Ritz beat Bennett in the 2012 Indiana general election, becoming the first Democrat to win the job in 42 years. He had been a favorite of former Republican Gov. Mitch Daniels and the GOP-controlled Legislature.
"I think the idea was to destroy what Tony stands for by tainting him with a little dirt," the second employee added, saying what offended Ritz was his hard-driving agenda of charters, vouchers and high-stakes testing.
The employees confirmed that LoBianco had been working on a story connecting political figures, including Bennett, and had submitted a Freedom of Information request for the former superintendent's email.

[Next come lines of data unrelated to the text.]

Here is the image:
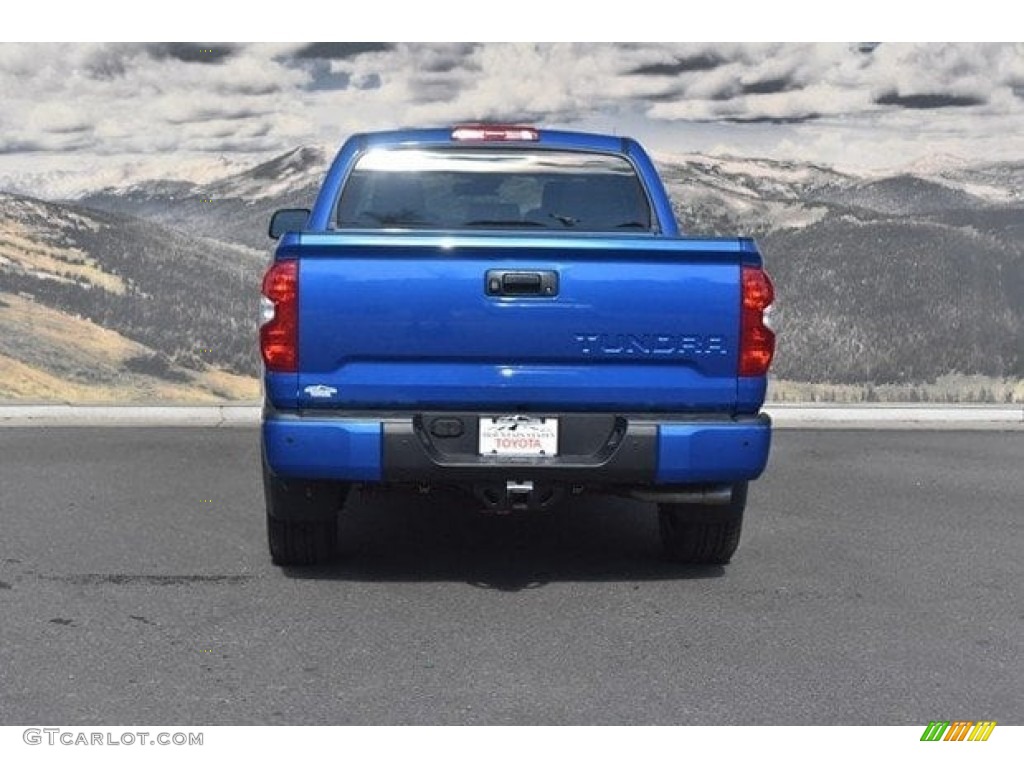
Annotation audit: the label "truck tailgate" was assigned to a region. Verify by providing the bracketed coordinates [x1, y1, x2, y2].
[290, 231, 753, 412]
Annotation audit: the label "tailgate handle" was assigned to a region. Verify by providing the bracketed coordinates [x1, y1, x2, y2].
[485, 269, 558, 296]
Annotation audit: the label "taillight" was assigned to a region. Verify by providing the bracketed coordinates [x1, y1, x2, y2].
[259, 261, 299, 373]
[452, 124, 541, 141]
[739, 266, 775, 376]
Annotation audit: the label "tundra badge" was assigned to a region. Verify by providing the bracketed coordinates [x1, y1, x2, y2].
[302, 384, 338, 397]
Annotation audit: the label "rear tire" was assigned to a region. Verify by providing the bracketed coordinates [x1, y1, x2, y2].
[657, 482, 746, 565]
[263, 466, 348, 565]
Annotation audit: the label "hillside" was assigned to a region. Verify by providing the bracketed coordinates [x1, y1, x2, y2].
[0, 147, 1024, 396]
[0, 195, 265, 399]
[75, 146, 329, 250]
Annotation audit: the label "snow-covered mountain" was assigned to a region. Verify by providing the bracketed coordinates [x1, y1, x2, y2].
[0, 146, 1024, 393]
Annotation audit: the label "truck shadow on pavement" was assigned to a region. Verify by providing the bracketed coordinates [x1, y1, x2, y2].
[284, 492, 725, 592]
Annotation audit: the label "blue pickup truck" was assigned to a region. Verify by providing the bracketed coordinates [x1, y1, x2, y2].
[260, 125, 775, 565]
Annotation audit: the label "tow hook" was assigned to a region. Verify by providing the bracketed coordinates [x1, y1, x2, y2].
[473, 480, 565, 514]
[505, 480, 534, 511]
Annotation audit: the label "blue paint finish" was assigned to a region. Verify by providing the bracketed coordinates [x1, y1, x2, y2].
[263, 371, 299, 409]
[655, 422, 771, 483]
[298, 246, 739, 411]
[736, 376, 768, 414]
[263, 123, 771, 483]
[263, 418, 382, 482]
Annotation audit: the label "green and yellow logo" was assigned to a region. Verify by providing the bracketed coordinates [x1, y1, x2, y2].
[921, 720, 995, 741]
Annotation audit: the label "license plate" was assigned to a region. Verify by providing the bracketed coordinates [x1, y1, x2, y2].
[480, 416, 558, 456]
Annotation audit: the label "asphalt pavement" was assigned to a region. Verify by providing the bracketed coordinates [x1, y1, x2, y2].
[0, 426, 1024, 726]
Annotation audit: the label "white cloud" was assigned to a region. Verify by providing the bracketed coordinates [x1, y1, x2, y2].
[0, 43, 1024, 179]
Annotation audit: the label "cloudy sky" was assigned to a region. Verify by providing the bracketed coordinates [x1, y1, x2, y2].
[0, 43, 1024, 188]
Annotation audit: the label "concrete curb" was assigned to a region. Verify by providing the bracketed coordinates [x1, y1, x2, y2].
[0, 403, 1024, 430]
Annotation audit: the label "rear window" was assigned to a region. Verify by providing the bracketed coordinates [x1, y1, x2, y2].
[335, 148, 651, 231]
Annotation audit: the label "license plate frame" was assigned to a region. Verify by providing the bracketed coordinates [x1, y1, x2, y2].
[477, 414, 559, 459]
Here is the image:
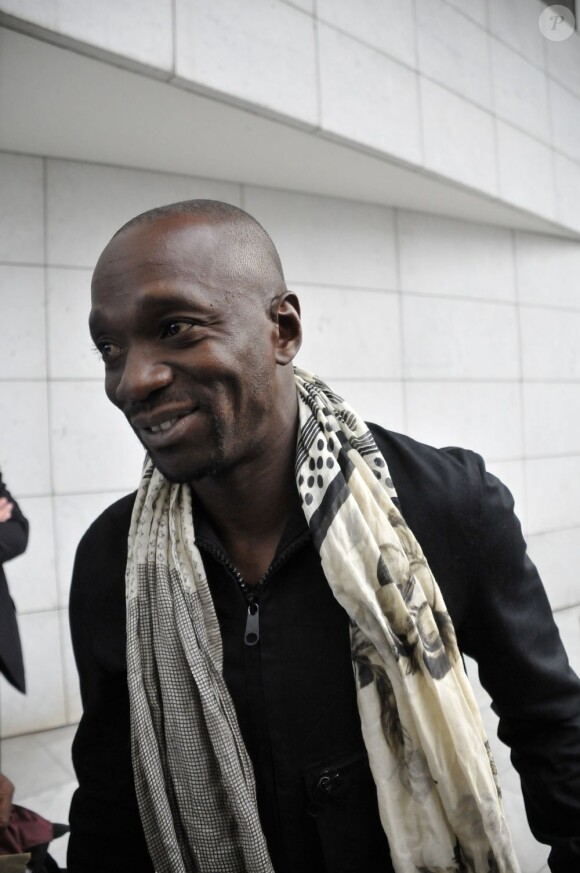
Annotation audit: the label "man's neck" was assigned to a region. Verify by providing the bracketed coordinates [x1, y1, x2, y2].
[192, 408, 300, 584]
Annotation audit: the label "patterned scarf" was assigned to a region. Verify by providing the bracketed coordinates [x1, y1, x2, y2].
[127, 370, 519, 873]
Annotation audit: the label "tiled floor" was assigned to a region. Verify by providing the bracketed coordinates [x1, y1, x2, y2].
[1, 726, 76, 867]
[1, 708, 549, 873]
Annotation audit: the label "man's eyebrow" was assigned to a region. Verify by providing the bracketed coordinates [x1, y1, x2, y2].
[89, 293, 215, 332]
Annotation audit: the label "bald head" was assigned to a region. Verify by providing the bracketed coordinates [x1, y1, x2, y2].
[103, 200, 287, 310]
[90, 200, 301, 482]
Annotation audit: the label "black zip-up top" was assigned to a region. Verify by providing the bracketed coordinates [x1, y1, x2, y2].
[68, 425, 580, 873]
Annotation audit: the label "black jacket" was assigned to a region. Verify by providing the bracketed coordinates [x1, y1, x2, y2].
[69, 426, 580, 873]
[0, 474, 28, 693]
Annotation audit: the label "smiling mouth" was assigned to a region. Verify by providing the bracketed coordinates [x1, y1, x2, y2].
[143, 416, 183, 433]
[137, 407, 197, 437]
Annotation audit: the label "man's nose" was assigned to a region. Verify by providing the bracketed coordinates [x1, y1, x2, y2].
[115, 348, 173, 405]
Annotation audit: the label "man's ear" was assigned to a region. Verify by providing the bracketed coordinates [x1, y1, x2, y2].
[272, 291, 302, 366]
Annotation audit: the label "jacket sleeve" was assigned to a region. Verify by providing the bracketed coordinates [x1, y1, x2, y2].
[67, 500, 153, 873]
[0, 476, 28, 564]
[463, 458, 580, 873]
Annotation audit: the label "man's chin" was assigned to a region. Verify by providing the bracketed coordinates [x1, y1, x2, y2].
[150, 453, 227, 485]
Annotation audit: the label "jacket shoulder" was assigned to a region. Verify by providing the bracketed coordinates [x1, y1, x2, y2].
[78, 491, 137, 552]
[369, 423, 485, 514]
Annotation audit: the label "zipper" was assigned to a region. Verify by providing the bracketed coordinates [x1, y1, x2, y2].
[195, 531, 310, 646]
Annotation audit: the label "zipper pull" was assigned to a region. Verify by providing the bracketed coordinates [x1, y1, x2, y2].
[244, 600, 260, 646]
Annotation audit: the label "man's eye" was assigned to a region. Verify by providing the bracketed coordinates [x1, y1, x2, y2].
[95, 343, 122, 364]
[161, 321, 194, 337]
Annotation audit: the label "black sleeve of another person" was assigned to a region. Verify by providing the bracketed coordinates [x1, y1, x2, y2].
[0, 474, 28, 564]
[463, 460, 580, 873]
[67, 495, 153, 873]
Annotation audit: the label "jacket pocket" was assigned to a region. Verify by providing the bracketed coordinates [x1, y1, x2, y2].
[304, 750, 393, 873]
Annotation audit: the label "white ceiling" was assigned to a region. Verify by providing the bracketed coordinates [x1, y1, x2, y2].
[0, 29, 578, 238]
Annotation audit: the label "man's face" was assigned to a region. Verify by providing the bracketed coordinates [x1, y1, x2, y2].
[90, 215, 284, 482]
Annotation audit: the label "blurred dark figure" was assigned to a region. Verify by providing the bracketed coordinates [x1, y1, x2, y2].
[0, 773, 68, 873]
[0, 473, 28, 694]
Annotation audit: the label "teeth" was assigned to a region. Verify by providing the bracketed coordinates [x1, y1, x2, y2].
[149, 418, 177, 433]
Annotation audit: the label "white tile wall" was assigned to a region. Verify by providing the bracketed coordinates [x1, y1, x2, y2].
[332, 378, 407, 433]
[526, 455, 580, 534]
[497, 120, 556, 218]
[516, 233, 580, 309]
[0, 612, 65, 736]
[521, 306, 580, 382]
[0, 264, 46, 379]
[545, 30, 580, 97]
[0, 382, 51, 500]
[58, 609, 83, 724]
[296, 287, 401, 379]
[523, 384, 580, 460]
[554, 152, 580, 233]
[0, 0, 580, 237]
[416, 0, 492, 109]
[316, 0, 415, 66]
[447, 0, 487, 27]
[0, 153, 580, 873]
[550, 81, 580, 161]
[403, 296, 520, 380]
[50, 381, 144, 494]
[47, 160, 240, 269]
[397, 211, 515, 301]
[556, 606, 580, 676]
[487, 0, 545, 68]
[6, 497, 57, 613]
[0, 152, 44, 264]
[406, 382, 523, 462]
[528, 527, 580, 609]
[175, 0, 318, 125]
[46, 267, 104, 382]
[491, 39, 550, 142]
[244, 187, 397, 289]
[2, 0, 173, 70]
[421, 79, 497, 194]
[318, 23, 421, 163]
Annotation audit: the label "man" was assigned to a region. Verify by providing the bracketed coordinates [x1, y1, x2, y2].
[69, 201, 580, 873]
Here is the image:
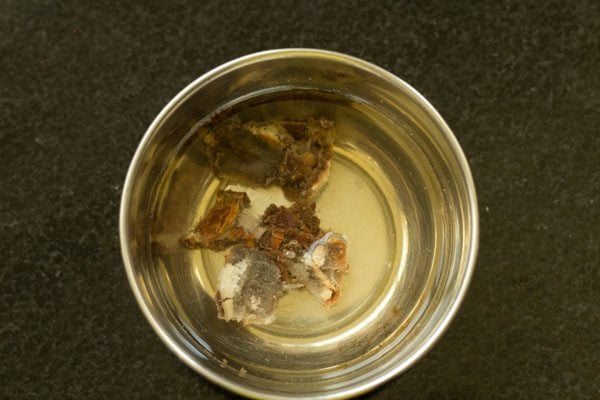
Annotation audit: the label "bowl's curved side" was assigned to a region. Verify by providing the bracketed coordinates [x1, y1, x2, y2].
[119, 49, 479, 399]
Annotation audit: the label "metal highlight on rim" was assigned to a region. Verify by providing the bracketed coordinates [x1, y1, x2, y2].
[119, 48, 479, 399]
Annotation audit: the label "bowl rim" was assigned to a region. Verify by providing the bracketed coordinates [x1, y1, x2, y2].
[119, 48, 479, 400]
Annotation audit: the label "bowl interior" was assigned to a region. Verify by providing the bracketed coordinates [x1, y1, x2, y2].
[121, 50, 477, 398]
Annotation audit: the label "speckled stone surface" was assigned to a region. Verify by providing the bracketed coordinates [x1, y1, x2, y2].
[0, 0, 600, 400]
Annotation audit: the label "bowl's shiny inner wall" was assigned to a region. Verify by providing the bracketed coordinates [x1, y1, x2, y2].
[122, 51, 473, 395]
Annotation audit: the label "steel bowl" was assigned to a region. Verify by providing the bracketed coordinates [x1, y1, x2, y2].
[120, 49, 479, 399]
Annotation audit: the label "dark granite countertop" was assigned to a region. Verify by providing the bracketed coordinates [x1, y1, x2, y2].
[0, 0, 600, 399]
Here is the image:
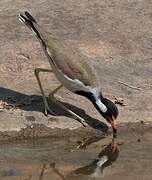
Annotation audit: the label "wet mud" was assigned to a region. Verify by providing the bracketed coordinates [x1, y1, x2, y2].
[0, 122, 152, 180]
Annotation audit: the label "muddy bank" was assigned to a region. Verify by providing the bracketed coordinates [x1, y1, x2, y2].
[0, 122, 152, 180]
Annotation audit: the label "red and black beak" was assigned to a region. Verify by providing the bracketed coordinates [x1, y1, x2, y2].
[110, 115, 117, 134]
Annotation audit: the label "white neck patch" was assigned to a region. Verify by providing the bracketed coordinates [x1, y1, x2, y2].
[96, 99, 107, 113]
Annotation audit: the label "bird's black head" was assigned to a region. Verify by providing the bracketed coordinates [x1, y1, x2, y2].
[96, 95, 118, 133]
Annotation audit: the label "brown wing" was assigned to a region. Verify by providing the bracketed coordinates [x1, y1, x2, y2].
[48, 37, 97, 86]
[35, 24, 97, 86]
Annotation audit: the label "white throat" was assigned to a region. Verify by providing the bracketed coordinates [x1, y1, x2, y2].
[96, 99, 107, 113]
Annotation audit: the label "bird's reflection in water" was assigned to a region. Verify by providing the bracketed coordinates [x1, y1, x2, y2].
[49, 139, 119, 180]
[69, 143, 119, 177]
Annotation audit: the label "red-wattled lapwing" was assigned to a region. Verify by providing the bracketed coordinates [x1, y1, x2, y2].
[19, 12, 118, 132]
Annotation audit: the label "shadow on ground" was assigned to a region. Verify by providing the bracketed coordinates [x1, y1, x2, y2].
[0, 87, 108, 133]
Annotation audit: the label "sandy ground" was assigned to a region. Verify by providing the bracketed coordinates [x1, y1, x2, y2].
[0, 0, 152, 137]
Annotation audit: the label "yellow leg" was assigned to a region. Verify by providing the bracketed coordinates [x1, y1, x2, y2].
[34, 68, 55, 116]
[49, 89, 87, 127]
[35, 68, 87, 127]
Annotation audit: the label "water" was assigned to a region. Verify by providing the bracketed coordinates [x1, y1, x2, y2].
[0, 125, 152, 180]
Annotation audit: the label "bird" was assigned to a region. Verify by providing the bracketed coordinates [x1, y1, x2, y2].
[19, 11, 118, 134]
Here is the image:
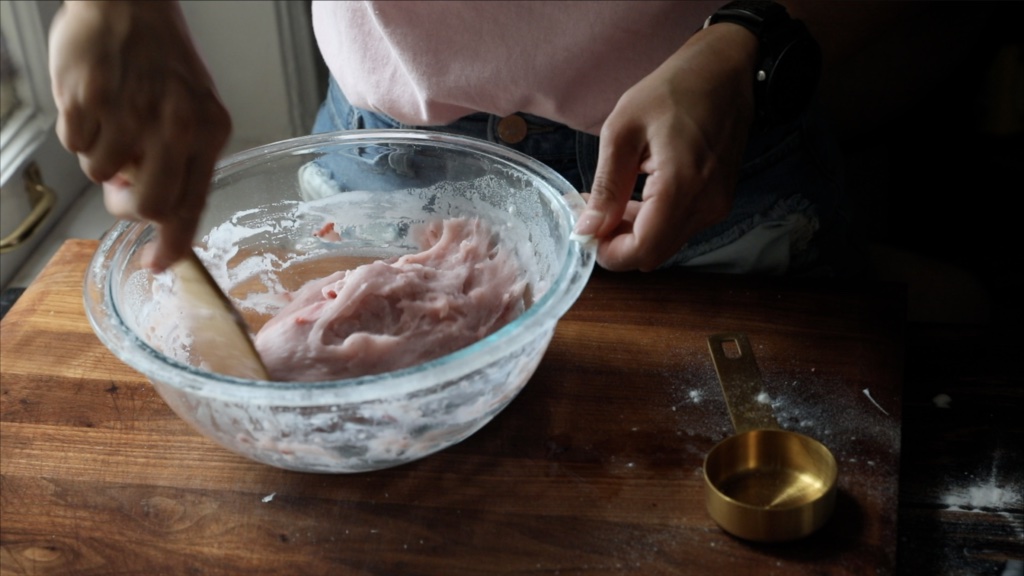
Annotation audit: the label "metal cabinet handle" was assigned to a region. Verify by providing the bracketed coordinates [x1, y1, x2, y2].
[0, 162, 57, 254]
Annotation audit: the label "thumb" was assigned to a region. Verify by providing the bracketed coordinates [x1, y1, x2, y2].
[573, 130, 643, 238]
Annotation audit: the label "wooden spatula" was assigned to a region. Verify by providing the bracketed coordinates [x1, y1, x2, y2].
[168, 250, 269, 380]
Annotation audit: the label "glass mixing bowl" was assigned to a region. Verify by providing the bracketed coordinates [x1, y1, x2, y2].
[84, 130, 595, 472]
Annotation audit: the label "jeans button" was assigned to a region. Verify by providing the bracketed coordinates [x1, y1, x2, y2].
[498, 114, 526, 145]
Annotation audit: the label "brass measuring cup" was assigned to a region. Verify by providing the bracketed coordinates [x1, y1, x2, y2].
[703, 333, 839, 542]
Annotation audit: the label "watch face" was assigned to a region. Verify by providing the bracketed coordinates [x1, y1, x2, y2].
[765, 37, 821, 122]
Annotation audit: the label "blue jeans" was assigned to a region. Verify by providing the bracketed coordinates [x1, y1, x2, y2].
[312, 79, 859, 276]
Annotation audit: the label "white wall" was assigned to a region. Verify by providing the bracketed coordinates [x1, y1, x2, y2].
[181, 0, 322, 152]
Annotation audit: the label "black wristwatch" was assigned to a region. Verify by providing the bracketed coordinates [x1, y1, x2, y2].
[705, 0, 821, 127]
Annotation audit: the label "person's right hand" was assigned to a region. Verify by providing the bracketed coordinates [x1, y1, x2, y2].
[49, 1, 231, 271]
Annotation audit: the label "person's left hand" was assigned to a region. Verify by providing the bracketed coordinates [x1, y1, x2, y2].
[574, 24, 758, 271]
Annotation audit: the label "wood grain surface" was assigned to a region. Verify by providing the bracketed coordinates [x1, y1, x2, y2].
[0, 241, 905, 575]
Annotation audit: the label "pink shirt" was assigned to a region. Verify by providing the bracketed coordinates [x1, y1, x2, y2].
[312, 0, 722, 134]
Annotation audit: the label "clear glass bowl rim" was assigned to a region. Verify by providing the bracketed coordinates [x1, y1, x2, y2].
[83, 129, 596, 406]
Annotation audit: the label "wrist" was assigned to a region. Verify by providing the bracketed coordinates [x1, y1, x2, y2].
[705, 0, 821, 127]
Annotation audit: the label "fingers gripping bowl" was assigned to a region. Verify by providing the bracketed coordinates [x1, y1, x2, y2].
[85, 130, 594, 472]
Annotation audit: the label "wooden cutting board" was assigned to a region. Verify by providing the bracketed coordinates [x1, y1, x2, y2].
[0, 241, 905, 576]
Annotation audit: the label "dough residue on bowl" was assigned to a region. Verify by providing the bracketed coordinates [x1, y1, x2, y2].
[255, 217, 530, 381]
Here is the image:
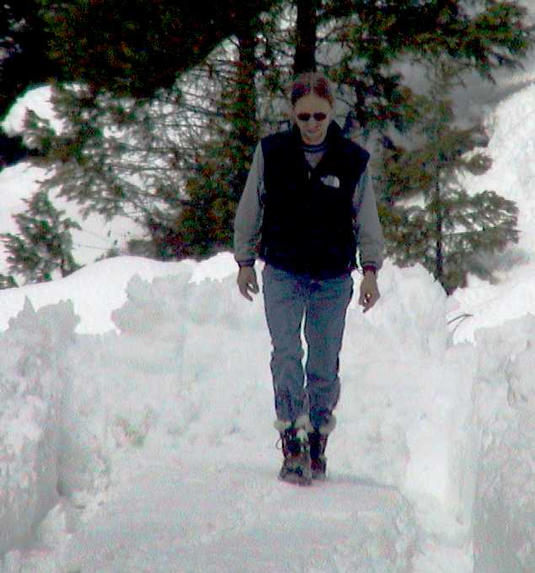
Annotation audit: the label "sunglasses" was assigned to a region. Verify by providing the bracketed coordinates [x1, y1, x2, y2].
[297, 111, 327, 121]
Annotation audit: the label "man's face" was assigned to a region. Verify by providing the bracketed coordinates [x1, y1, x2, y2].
[293, 94, 332, 145]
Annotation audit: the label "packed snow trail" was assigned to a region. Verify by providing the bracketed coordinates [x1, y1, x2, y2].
[61, 445, 416, 573]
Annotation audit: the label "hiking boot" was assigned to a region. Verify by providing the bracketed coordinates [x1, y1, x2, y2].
[308, 430, 328, 480]
[308, 415, 336, 480]
[279, 420, 312, 485]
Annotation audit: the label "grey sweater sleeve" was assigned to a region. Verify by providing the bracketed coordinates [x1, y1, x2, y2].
[354, 170, 384, 270]
[234, 143, 264, 266]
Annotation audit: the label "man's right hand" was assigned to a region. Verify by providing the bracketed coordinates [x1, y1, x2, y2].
[237, 267, 259, 300]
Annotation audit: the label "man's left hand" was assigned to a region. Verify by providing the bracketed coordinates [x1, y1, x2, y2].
[359, 271, 381, 312]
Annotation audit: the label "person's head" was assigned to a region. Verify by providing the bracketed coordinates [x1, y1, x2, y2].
[290, 72, 334, 145]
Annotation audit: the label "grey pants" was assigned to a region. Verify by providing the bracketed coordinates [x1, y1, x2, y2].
[263, 265, 353, 429]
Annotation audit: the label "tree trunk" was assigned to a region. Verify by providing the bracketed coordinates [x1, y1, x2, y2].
[293, 0, 319, 75]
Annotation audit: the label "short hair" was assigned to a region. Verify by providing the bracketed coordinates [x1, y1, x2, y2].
[290, 72, 334, 107]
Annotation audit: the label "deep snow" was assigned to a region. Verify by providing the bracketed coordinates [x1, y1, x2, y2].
[0, 32, 535, 573]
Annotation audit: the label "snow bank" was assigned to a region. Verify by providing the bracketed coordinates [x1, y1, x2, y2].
[474, 316, 535, 573]
[0, 254, 535, 573]
[1, 256, 466, 570]
[0, 303, 76, 553]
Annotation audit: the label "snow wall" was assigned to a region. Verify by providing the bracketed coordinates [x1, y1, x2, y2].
[0, 259, 535, 573]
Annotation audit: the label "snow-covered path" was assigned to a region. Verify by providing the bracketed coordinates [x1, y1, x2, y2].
[64, 445, 415, 573]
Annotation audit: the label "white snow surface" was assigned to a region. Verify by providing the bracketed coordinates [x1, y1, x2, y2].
[0, 62, 535, 573]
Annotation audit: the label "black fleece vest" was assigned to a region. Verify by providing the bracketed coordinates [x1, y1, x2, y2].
[260, 123, 369, 279]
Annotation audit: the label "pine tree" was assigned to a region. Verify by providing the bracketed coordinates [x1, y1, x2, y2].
[0, 191, 80, 286]
[176, 22, 258, 256]
[381, 70, 518, 293]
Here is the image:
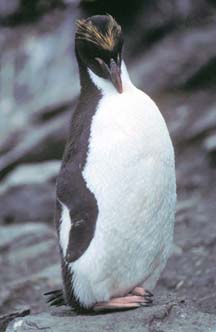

In 2012, Bennett changed the grade for a donor's charter school. Critics said his emails showed that he and his staff "frantically overhauled" Indiana's grading system to give the school, Christel House, an "A" instead of a "C"; Bennett insisted Christel House, like four other schools, had been misgraded because vital information hadn't been taken into account; the grades of all five schools were necessarily adjusted. The AP story caused a firestorm and on Aug. 1 Bennett resigned his position in Florida, saying the story would present too much of a distraction for Sunshine State leaders if he stayed.
An Indiana Legislature-commissioned report on Friday said Bennett's explanations are plausible, that he and his staff were overburdened by the complexities of creating an "A-F" school grading system and rushed the answers out before they were ready.
In their 58-page report, John Grew and Bill Sheldrake, whom LoBianco calls "two veterans of Democratic and Republican administrations," concluded that the report does not 'vindicate' Bennett, but neither does it condemn him. They said it finds that "the two adjustments administered to determine Christel House Academy's final grade were plausible and the treatment afforded to the school was consistently applied to other schools with similar circumstances."
LoBianco would neither confirm nor deny the Ritz employees' story, saying AP has a policy against their reporters granting interviews on their work.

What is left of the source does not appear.